We ran a campaign "My money, my responsibility," to create awareness about confident decision-making and control over money. Readiness to be banked demands an understanding of documentation, I would say as a banker.
Sajjadur Rahman
Deputy Editor, The Business Standard
How financial literacy can boost women's access to finance and usage is our topic today. In Bangladesh, women in most sectors are lagging behind their male counterparts. According to an Asian Development Bank (ADB) study published in December last year, 65% of women are unbanked here in Bangladesh.
The gender gap is huge in ownership of a mobile phone and women make up only 7% of the small and medium enterprises (SME) sector borrowers.
In the financial services industry, female chief executive officers (CEOs) are rare in the country. Only one bank and an insurance company have female CEOs right now, while women often ascend to the immediate lower posts. It is despite the fact that women's productivity is often better than their male counterparts.
Access to finance and the use of financial services is crucial in modern-day economies and today's roundtable is to discuss the reasons why women are lagging behind and how to boost their financial inclusion through financial literacy.
Shahana Ferdousi
Additional Director, Bangladesh Bank
Women, literacy and usage — the three keywords I want to highlight today.
The Bangladesh Bank gave the banks and non-bank financial institutions (NBFIs) a target to disburse at least 15% of their CMSME loans among women, which was 5% in June 2022.
After the target set by the central bank, the disbursement improved a lot.
The central bank has many refinancing schemes that introduced mandatory allocation for women.
A dedicated women entrepreneur desk is mandatory for all bank branches to serve them specially. Bank branches are instructed to pick three entrepreneurs from the catchment area, train them and finance at least one of them.
Alongside the banking and NBFI sector, the Bangladesh Bank is working with cooperatives, insurance, and even capital market intermediaries for a national improvement in financial inclusion.
The Bangladesh Bank has had its financial literacy guideline and a seven-year action plan shared with the banks and NBFIs.
About social norms, I would say there needs awareness creation.
Financial literacy, digital literacy and digital financial literacy — these three are interrelated.
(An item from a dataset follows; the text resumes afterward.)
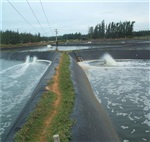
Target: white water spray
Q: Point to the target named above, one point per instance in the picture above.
(31, 59)
(108, 60)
However, they have specific elements to be addressed separately.
Women's financial access and usage improved. But, we are yet to reach the expected level and lots of work to be done for that. Financial service providers have a great role to play.
Shams Azad
Deputy Director, upay
Apparel industry workers are a large part of women MFS users in the country nowadays.
Our female clients are not struggling with basic usage of MFS — cash in and cash out.
A problem most of them encounter is related to the technology they use. Using a feature phone for MFS transactions is less convenient than that with a smartphone. In the case of feature phone transactions, many suffer from some inertia and they ask for help from supervisors or the MFS agents.
In advance usage of MFS — mobile recharge, bill payment — urban women are comfortable with while in semi-urban or rural areas it is not. Further advanced usage like savings or borrowing through MFS are yet to be popular enough and we are observing how things turn out to be here in Bangladesh.
Telecommunication, handset, MFS and of course the banking industry have to work together at an equal pace for the financial inclusion of women.
Of course, awareness creation is at the top of the agenda.